Describing the trial as successful, the sources said that the state-of-the-art missile performed a manoeuvre in the closing stages of its flight and hit the impact point in the Bay of Bengal with precision and accuracy.
The surface-to-surface medium range Shaurya missile, that can reach speeds of 7.5 Mach (seven and half times the speed of sound), blasted off from a canister from the Abdul Kalam Island test range off Dhamra at about 12.10 pm, the officials said, speaking on the condition of anonymity. There was no official word from the government on the successful launch.
A gas generator at the bottom of the canister pushed the missile out it. The gas generator, located at the bottom of the canister, fires for about a second and a half. It produces high pressure gas, which expands and ejects the missile from the tube. The missile has six motors; the first one is the motor in the gas generator. The centrepiece of a host of new technologies incorporated in Shaurya is its ring laser gyroscope and accelerometer. Its first stage ignited then and fell off. The second stage went into action after this, a Defence Research and Development Organisation (DRDO) official said. During the test flight, the missile was tracked by various telemetry stations and radars and performed well, he said.
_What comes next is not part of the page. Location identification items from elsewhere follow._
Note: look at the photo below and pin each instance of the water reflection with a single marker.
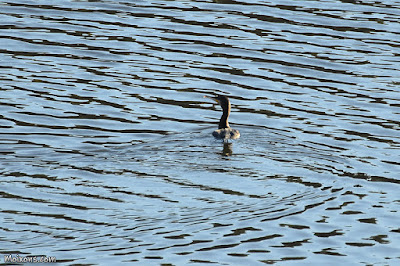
(106, 147)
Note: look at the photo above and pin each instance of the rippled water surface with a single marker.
(106, 148)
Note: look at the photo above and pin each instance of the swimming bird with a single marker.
(224, 131)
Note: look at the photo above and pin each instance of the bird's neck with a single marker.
(223, 122)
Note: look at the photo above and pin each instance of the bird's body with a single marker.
(224, 131)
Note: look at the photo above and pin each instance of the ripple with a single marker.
(106, 139)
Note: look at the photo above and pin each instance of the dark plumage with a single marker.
(224, 131)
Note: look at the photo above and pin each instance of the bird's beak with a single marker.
(212, 98)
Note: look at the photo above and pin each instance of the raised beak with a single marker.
(212, 98)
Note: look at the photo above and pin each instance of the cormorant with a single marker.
(224, 131)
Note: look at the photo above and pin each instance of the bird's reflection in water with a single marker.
(227, 150)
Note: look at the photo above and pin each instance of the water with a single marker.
(106, 148)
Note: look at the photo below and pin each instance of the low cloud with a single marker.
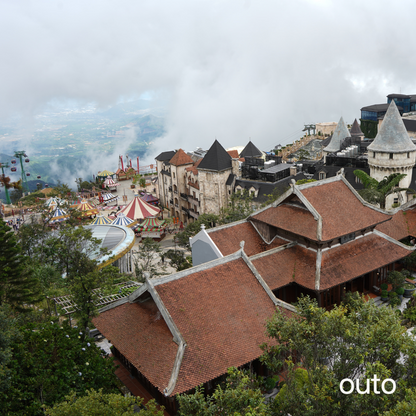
(232, 70)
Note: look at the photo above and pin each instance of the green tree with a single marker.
(239, 207)
(97, 403)
(178, 260)
(376, 192)
(148, 260)
(355, 340)
(303, 154)
(49, 361)
(209, 221)
(240, 396)
(17, 285)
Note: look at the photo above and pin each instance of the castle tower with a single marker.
(392, 151)
(341, 132)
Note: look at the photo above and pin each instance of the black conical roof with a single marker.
(216, 158)
(355, 129)
(251, 151)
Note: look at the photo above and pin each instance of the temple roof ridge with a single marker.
(392, 136)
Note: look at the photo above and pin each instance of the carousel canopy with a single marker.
(139, 209)
(123, 220)
(149, 198)
(109, 197)
(58, 215)
(101, 220)
(87, 208)
(152, 224)
(53, 201)
(105, 173)
(110, 183)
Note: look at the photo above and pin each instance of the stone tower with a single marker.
(341, 132)
(392, 151)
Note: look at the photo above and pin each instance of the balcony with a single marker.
(193, 214)
(192, 199)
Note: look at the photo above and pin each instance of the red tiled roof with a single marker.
(140, 333)
(341, 211)
(233, 153)
(181, 158)
(397, 227)
(411, 221)
(221, 313)
(292, 265)
(291, 218)
(357, 258)
(228, 239)
(339, 264)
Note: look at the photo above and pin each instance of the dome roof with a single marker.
(340, 133)
(392, 136)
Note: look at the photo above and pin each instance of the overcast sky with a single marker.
(231, 69)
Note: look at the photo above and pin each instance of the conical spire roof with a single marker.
(251, 151)
(340, 133)
(355, 129)
(216, 158)
(392, 136)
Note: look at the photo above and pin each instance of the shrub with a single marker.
(400, 291)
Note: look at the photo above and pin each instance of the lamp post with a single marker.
(5, 165)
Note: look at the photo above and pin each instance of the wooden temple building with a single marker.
(180, 331)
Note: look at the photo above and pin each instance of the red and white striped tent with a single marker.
(138, 209)
(110, 183)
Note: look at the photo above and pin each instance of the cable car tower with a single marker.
(3, 166)
(22, 156)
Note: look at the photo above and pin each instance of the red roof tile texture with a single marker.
(292, 265)
(228, 240)
(341, 211)
(290, 218)
(361, 256)
(181, 158)
(338, 265)
(221, 314)
(140, 333)
(397, 227)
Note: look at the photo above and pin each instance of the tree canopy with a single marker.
(376, 192)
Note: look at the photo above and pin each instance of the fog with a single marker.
(231, 70)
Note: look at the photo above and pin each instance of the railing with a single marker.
(193, 214)
(192, 199)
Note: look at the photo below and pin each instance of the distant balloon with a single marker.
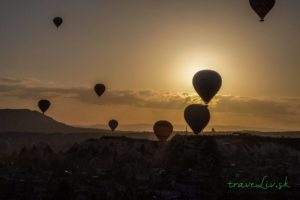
(262, 7)
(207, 83)
(197, 117)
(57, 21)
(44, 105)
(99, 89)
(163, 129)
(113, 124)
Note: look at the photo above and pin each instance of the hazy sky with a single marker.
(146, 53)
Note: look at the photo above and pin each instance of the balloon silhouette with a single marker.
(262, 7)
(207, 83)
(113, 124)
(44, 105)
(197, 117)
(163, 129)
(99, 89)
(57, 21)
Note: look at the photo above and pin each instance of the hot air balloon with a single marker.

The Shaurya missile was revealed to be designed specifically to be fired from submarines. A top DRDO scientist has confirmed this and further said that after taking off and reaching a height of about 50 km, the missile starts flying like a hypersonic cruise missile. Once it reaches the target area it manoeuvres towards the target before striking with an accuracy of 20 to 30 m within the target area.
The missile, equipped with multiple advanced computing technology and high accuracy navigation, efficient propulsion, sophisticated control and guidance systems, successfully followed its target in the Bay of Bengal, Defence Research and Development Organisation (DRDO) officials said.
“This kind of demonstration of capability/power is extremely important to give a loud message to another nuclear-powered country that they should not take us for granted. This will bring in inherent dissuasion that will further discourage our adversaries from using nuclear weapons (against us),” said former Northern Army commander Lieutenant General BS Jaswal (retd).
The indigenously-developed missile was tracked and monitored through an integrated system of sophisticated radars, electro-optical tracking instruments and a chain of telemetry stations positioned in different points, they said. It performed a manoeuvre in the terminal phase and hit the impact point. It was the first user-specific trial of the missile that is a land variant of submarine-launched ballistic missile K-15, the officials said.
The two-stage missile that uses solid propellants can deceive enemy radars after launch, the officials said. The 10 metre-long missile – weighing 6.2 tonne – can carry both nuclear and conventional warheads weighing up to 1,000 kilograms.
The DRDO officials said once launched, Shaurya would be difficult to track by radars as the window for detection, tracking and interception is only 400 seconds. Like the BrahMos supersonic cruise missile, Shaurya can be stored in a composite canister, making it easier to handle and transport.
Like a ballistic missile, it is powered by solid fuel, but can guide itself up to the target like a cruise missile, the officials added.
On September 7, India took the first steps towards developing a new class of ultra-modern weapons that can travel six times faster than the speed of sound (Mach 6) and penetrate any missile defence, with the DRDO carrying out a successful flight test of the hypersonic technology demonstrator vehicle (HSTDV) for the first time from a launch facility off the Odisha coast.
Only the United States, Russia and China have developed technologies to field fast-manoeuvring hypersonic missiles that fly at lower altitudes and are extremely hard to track and intercept.
India could develop hypersonic cruise missiles powered by air-breathing scramjet engines in about four years.